ARMO has made available a Kubescape tool for testing whether Kubernetes clusters have been deployed securely. The Kubescape tool uses guidance for hardening the platform provided by the National Security Agency (NSA) and the Cybersecurity and Infrastructure Security Agency (CISA).
Based on a 52-page report the two U.S. security agencies collaboratively created, the ARMO tool is based on open source software the company created to secure Kubernetes environments using the Open Policy Agent (OPA) framework being advanced under the auspices of the Cloud Native Computing Foundation (CNCF).
The core Kubescape platform retrieves the Kubernetes objects from the API server and then scans them using snippets developed by ARMO using the Rego query language created for OPA.
Jonathan Kaftzan, vice president of marketing and business development for ARMO, says the company is now adding a tool that employs that capability to determine the overall security posture of the Kubernetes environment. It identifies:
- Non-root containers
- Immutable container filesystem
- Secure container images
- Privileged containers
- hostPID, hostIPC privileges
- hostNetwork access
- allowedHostPaths field
- Protecting pod service account tokens
- Pods in kube-system and kube-public
- Resource policies
- Control plane hardening
- Encrypted secrets
- Anonymous requests
As more Kubernetes clusters are deployed in production environments, IT teams are discovering that the platform, by default, is not especially secure. IT teams are expected to navigate a wide range of potential settings that can be easily misconfigured. The ARMO tool is intended to make it easier for IT teams to discover misconfigurations that might be exploited by cybercriminals. The greater the number of Kubernetes clusters that are deployed in production environments, the greater the probability that cybercriminals will scan for known potential vulnerabilities. That can be especially problematic when developers with minimal appreciation for cybersecurity best practices have provisioned a Kubernetes cluster themselves.
Theoretically, at least, organizations that embrace DevSecOps are implementing best practices that prevent developers from making configuration mistakes. Unfortunately, it takes time for developers to learn cybersecurity best practices, which means the chances a Kubernetes cluster will be misconfigured are fairly high. It’s then up to cybersecurity professionals to identify which Kubernetes clusters might be prone to specific types of cyberattacks. More challenging still, Kubernetes cluster configurations are likely to change frequently as applications are added and updated.

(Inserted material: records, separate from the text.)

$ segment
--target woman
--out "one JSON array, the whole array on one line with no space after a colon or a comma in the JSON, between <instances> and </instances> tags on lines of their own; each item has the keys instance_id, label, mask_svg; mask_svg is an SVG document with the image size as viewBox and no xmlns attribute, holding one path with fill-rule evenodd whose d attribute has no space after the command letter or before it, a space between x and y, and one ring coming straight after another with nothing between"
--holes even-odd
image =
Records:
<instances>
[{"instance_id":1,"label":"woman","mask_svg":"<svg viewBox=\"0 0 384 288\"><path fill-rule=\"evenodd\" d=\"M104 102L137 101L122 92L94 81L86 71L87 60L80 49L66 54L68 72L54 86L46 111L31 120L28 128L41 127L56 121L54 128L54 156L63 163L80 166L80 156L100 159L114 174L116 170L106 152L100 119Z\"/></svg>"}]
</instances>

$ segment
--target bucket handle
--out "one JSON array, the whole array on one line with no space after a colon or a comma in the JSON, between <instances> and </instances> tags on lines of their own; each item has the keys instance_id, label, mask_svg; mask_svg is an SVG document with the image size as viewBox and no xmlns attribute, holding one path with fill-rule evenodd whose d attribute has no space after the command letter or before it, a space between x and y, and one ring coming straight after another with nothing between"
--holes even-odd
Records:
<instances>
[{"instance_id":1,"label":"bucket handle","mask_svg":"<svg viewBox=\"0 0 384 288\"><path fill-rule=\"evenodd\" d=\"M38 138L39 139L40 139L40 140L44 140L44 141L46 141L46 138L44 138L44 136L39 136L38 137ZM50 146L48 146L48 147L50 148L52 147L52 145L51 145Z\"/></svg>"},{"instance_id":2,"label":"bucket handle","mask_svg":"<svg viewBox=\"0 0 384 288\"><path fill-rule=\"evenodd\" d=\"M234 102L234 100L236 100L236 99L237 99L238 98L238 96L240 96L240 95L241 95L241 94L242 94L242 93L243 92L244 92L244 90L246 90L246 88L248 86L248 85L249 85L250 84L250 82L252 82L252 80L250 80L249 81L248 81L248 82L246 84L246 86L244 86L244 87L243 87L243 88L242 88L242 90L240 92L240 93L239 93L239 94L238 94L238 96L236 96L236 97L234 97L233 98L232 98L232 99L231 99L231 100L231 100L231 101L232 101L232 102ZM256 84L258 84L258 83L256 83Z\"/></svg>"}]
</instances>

With Kubernetes, much like every other platform that has come down the proverbial IT pike, security issues were an afterthought. The emphasis has been on providing IT teams with a highly flexible, open source platform that can scale resources up and down as required. The challenge is that all that flexibility creates opportunities for mistakes to be made.
It’s not clear the degree to which cybersecurity concerns might be slowing the overall adoption of Kubernetes. However, in the wake of a series of high-profile software supply chain breaches, there’s a lot more focus on the underlying infrastructure being used to build and deploy applications. It’s now only a matter of time before the cybersecurity teams tasked with securing those software supply chains start asking a lot more pointed questions about how Kubernetes clusters are actually configured.